Before I go on let me say I still have hope for this product. The hardware is acceptable as it can take a hit (see video below), the app can (and needs to be) updated in the future, and I believe that all the hardware is there. That means with some updates, this little guy has some potential left in him and I haven’t given up hope.
So, onto my 1st test flight. I had to borrow a co-workers phone because they only have support for Android at the moment. DJI also had this issue during the launch of Lightbridge and the Inspire 1, as it takes a while to get apps translated from their written language on android into apple’s code format. After that the app needs to be reviewed and approved by Apple staff and that can cause more delay for the the app to arrive on time in the app store. The app interface isn’t the most beautiful, but is functional.

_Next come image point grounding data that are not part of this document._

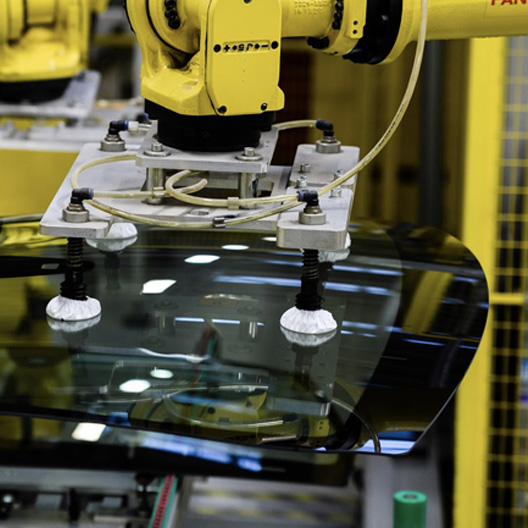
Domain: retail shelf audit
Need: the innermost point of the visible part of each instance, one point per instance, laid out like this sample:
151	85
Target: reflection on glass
207	359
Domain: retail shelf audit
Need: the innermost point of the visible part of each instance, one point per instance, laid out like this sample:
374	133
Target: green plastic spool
410	508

I checked that I had GPS, pressed record, and clicked the unlock button which starts idling the motors. I then slid the altitude slider up and the drone gained altitude. I thought it was going to hover in place using GPS although there was no option for a compass or GPS calibration, but it did not. It drifted to the left and backwards, according to the tilt of my phone unknown to me. I had GPS signal before I took off, and upon further testing the GPS went from all green to none after pressing record or switching form photo to video mode. Strange.
After finding out that GPS worked until I pressed record or switched modes I re-srtarted it to see GPS hold. The GPS worked slightly and the Onagofly had a hard time holding altitude. I hit record and as I suspected lost the GPS signal and had to pilot it in tilt mode.

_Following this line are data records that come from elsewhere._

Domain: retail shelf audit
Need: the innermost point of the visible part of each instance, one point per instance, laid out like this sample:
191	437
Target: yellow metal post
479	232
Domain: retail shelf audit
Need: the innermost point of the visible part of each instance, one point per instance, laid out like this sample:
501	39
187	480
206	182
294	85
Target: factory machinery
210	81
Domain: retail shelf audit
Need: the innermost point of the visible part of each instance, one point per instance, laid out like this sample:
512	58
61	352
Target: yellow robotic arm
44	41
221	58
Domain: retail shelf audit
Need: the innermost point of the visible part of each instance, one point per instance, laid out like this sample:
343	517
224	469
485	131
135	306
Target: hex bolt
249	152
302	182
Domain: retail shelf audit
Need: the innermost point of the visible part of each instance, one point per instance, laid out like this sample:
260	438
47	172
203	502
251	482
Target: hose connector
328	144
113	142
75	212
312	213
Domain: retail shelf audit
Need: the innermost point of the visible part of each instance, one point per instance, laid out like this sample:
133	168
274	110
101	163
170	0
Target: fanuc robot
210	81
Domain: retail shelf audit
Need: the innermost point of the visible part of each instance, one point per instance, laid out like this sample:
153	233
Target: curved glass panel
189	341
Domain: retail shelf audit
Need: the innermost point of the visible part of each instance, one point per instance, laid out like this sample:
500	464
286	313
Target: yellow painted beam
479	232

On one demo flight (starting at 3:55 in video) the flight was going as well as it could. The tilt mode worked, but the drone had problems holding altitude and responding to my inputs in the app. I tried to bring it in to land and I suspect what happened is the drone lost control link with my phone and held the last control input which was to fly back towards me. It kept going and ended up smashing into a building. Thankfully nothing broke, not even one prop.
All in all, the Onagofly has the potential to be a cool product. What it will take or how long it will take to get there is another question. I would rather crowd funding campaigns promise a deliver date later than they think, and deliver earlier. This would give a little more time for development and testing to make sure that the product works as promised.
Does it work as promised? No. The drone has GPS problems, it is not consumer-friendly (yet) and even though I wasn’t expecting it at all, they advertised perfectly steady shots which general consumers who backed the product are expecting. The GPS issues should be able to be fixed in a firmware update to make the drone usable. How would I use the Onagofly in real life? Once the flight control is taken care of I would use Onagofly only for still photos. It’s small enough to fit in the small pocket of a backpack and would be easy to keep with me at all times.
If you’re interested in the Onagofly I would suggest waiting on purchasing it. They haven’t finished shipping to their backers yet, and don’t expect to until the middle or end of march. I would wait and see if they release a timely fix for the GPS hold issues and lack of sensor calibrations. The Onagofly is retailing for $259 and can be ordered on their IndieGoGo campaign page.